We were humanly threatened with rain on the fourth day, but my aneroid gave me better news. The principal difficulty was to find a guide for the southern Öræfi. Hr Pètur’s sons shrugged their shoulders and pleaded illness—“pituitam habent” explains the student—they swore that the farm horses were not strong enough to traverse the grassless waste. After a three days’ search, I managed to secure a dummer junger, named Kristián Bjarnason of Eilífr, who had once almost reached the base of Herðubreið; and old Shylock lent him, for a consideration, two lean nags, with orders to go so far and no farther. My own stud consisted of eight, and only one of these carried the little tent and provisions—a loaf of brown rye-bread, two tins of potted meat, a diminutive keg of schnapps, and rations for my companions, the student Stefán and Gísli Skulk. The latter showed some alacrity in preparing to return home; as he had a grudge against Mr Lock, so he contrived to nobble all the ropes, and tried furtively to drive off all the baggage-horses. I looked carefully to the tethers of my nags, and personally saw them shod with good irons and new-made nails: I strongly suspect my henchman of having stolen a march upon me; he could not smash my hammer, but he managed to lose the extra nails. More than one shoe proved to be broken on the second day, and several were found fastened with only three mere “tacks,” the best contrivance in the world for permanently injuring a hoof.
The start was, as usual, painfully slow; although I rose at five A.M., the journey did not begin before 10.30. The Messrs Lock accompanied me part of the way; we were all to meet at Djúpivogr on the seventh day, but that meeting was not written in the Book of Fate. After shaking hands with the good Bowers, I pricked sharply over the plain, glad to escape the reeking valley of Mý-vatn; the cool and clear north-easter at once swept away the mournful grisaille of the charged sky; presently the sun came out, afflicting the horses, and the dust rose, troubling the riders. About half-way to the river we turned off south-eastward, and rode over the usual mounds, which resemble
“The grassy barrows of the happier dead.”

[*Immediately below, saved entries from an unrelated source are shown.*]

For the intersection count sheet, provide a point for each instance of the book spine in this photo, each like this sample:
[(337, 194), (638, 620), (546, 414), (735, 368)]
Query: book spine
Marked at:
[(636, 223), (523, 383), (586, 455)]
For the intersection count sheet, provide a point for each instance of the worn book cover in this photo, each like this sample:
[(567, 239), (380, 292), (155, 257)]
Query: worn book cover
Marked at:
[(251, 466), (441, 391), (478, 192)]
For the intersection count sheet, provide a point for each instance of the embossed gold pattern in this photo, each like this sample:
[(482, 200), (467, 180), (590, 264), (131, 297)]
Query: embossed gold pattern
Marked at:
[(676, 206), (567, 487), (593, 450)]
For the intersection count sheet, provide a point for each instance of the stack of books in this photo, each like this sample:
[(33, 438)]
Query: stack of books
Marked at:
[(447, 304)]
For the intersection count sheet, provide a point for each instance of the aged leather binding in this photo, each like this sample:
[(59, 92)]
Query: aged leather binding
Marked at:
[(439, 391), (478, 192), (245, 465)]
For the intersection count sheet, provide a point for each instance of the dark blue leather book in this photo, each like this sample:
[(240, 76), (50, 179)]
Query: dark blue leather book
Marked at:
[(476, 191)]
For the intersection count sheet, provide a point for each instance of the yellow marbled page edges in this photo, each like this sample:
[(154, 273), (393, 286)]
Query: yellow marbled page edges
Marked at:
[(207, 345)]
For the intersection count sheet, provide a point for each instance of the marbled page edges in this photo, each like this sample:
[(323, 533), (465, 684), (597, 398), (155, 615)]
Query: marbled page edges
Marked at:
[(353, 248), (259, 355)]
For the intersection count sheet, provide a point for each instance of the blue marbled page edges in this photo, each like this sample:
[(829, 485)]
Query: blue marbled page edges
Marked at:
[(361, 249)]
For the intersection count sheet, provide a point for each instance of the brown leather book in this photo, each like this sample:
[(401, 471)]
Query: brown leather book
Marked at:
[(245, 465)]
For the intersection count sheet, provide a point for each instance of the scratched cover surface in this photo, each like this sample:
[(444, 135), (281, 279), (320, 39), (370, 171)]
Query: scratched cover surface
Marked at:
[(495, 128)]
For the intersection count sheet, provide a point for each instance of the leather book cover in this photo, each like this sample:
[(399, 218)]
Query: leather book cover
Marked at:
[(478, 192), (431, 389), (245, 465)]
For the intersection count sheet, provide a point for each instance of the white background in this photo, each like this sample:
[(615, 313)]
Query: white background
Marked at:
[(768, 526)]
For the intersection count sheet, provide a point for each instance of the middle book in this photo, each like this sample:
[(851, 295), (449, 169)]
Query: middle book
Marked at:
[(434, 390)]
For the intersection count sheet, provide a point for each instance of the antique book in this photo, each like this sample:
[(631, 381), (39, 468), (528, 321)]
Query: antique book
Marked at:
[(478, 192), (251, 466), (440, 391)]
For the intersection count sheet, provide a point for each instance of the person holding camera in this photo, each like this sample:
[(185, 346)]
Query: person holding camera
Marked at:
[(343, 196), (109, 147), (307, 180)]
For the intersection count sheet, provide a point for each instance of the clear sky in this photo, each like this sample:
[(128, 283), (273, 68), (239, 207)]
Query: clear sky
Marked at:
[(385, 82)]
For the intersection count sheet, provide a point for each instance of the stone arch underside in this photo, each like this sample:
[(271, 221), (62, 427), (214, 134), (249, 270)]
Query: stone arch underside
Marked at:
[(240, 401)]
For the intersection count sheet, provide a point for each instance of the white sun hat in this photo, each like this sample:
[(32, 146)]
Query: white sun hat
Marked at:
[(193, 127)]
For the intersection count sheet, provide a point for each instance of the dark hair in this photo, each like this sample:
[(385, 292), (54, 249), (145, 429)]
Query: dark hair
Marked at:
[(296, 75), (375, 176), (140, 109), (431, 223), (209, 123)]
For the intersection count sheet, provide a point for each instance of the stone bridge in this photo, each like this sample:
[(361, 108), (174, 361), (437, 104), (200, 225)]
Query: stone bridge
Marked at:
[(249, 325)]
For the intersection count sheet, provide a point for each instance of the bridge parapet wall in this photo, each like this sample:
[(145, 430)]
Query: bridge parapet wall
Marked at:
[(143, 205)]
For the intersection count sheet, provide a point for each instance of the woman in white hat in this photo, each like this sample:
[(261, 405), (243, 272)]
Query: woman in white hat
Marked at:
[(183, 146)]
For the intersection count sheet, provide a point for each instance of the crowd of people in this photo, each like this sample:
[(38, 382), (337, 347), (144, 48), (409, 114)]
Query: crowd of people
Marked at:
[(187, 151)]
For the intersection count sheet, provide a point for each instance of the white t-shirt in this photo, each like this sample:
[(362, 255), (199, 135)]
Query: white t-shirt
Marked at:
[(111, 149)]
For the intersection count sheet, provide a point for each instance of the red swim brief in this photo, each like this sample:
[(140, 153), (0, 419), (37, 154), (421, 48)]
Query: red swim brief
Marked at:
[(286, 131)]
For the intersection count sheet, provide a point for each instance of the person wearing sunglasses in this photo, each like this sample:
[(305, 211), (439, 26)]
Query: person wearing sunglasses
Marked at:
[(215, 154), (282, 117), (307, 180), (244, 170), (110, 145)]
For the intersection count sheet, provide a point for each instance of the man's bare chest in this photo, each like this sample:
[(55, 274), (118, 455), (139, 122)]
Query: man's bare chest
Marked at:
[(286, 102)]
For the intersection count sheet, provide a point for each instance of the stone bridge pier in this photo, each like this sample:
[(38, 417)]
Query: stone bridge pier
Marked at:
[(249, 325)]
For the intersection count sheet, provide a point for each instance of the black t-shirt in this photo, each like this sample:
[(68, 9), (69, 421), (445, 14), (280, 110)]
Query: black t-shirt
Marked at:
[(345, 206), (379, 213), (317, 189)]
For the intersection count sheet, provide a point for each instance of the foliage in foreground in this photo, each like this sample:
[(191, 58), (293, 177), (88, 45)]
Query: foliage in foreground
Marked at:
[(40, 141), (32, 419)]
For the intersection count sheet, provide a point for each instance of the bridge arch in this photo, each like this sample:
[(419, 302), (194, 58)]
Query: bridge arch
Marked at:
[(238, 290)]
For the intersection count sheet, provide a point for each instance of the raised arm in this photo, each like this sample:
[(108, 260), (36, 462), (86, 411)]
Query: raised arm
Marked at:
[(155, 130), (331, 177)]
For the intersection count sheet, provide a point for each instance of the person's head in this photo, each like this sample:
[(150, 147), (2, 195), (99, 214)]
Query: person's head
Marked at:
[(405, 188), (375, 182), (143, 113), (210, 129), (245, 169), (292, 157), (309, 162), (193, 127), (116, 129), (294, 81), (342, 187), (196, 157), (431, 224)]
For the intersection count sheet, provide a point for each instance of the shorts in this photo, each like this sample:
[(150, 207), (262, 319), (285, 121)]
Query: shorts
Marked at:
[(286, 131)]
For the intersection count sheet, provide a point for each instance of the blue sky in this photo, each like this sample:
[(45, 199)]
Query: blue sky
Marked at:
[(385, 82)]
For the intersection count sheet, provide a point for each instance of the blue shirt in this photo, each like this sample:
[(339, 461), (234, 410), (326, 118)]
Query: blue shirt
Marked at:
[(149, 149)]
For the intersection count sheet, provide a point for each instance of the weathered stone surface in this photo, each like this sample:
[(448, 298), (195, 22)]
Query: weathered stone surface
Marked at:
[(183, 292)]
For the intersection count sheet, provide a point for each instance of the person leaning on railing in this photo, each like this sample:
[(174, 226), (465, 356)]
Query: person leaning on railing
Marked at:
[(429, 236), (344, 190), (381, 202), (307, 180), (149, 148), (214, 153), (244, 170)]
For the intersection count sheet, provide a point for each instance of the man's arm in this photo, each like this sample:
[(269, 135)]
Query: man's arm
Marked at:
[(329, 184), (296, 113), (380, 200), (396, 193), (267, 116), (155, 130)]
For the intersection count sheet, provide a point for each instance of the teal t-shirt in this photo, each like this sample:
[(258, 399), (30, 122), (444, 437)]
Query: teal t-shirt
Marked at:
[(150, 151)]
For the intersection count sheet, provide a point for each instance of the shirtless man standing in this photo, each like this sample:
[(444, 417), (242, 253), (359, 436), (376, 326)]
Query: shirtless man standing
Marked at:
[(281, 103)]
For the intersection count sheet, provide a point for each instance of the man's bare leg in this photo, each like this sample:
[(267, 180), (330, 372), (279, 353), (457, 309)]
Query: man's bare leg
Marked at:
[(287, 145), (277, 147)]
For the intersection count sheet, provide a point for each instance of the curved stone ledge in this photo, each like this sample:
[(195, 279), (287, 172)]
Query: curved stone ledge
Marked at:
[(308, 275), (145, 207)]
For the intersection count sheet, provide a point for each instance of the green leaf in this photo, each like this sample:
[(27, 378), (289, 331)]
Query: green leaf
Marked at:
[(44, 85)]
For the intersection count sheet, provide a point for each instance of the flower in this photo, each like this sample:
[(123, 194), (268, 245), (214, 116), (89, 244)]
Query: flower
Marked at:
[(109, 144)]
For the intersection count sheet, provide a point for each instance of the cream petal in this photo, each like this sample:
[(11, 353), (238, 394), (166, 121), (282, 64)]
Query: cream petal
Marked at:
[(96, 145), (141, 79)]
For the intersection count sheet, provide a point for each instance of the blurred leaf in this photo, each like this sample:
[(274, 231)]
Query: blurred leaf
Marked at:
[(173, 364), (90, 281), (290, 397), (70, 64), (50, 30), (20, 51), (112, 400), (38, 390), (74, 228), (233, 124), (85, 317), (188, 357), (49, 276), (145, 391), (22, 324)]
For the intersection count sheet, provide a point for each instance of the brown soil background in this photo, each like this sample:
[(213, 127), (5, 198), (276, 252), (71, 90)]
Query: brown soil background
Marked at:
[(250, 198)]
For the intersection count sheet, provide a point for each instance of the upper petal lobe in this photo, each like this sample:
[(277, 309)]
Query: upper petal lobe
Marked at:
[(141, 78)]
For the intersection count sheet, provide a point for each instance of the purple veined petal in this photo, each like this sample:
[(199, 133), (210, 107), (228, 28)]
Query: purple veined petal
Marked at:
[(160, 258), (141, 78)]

After this rough, tussocky ground came black sand, bordering black and ropy lava; the former was grown with oat-clumps seven to eight feet high, many of them dead at this season: they sheltered the normal vegetation, and extended immense roots to collect nutriment from the barren soil. The path was pitted, especially on the outskirts of the various stone-floods, with blind holes (Gjá), wearying, and even dangerous, to horses—I soon preferred the rougher riding. The floor-rock again was yellow Palagonite, barred with white waves, soda and potash. At four P.M. we crossed the Fjallagjá, a yellow wady, which might have been in the heart of Arabia Deserta; we were approaching its recipient, the foul Jökulsá. Finally, after entering broken ground of deep sand, and crossing a black hill, Gleðahús, the gled’s house, we come to our halting-ground, Valhumall-lá,[170] the “low land of milfoil,” another wady, but black with sand, and showing lava-streams to the south. The guide declared that we were on the parallel of Víðidalr, which, however, could not be seen.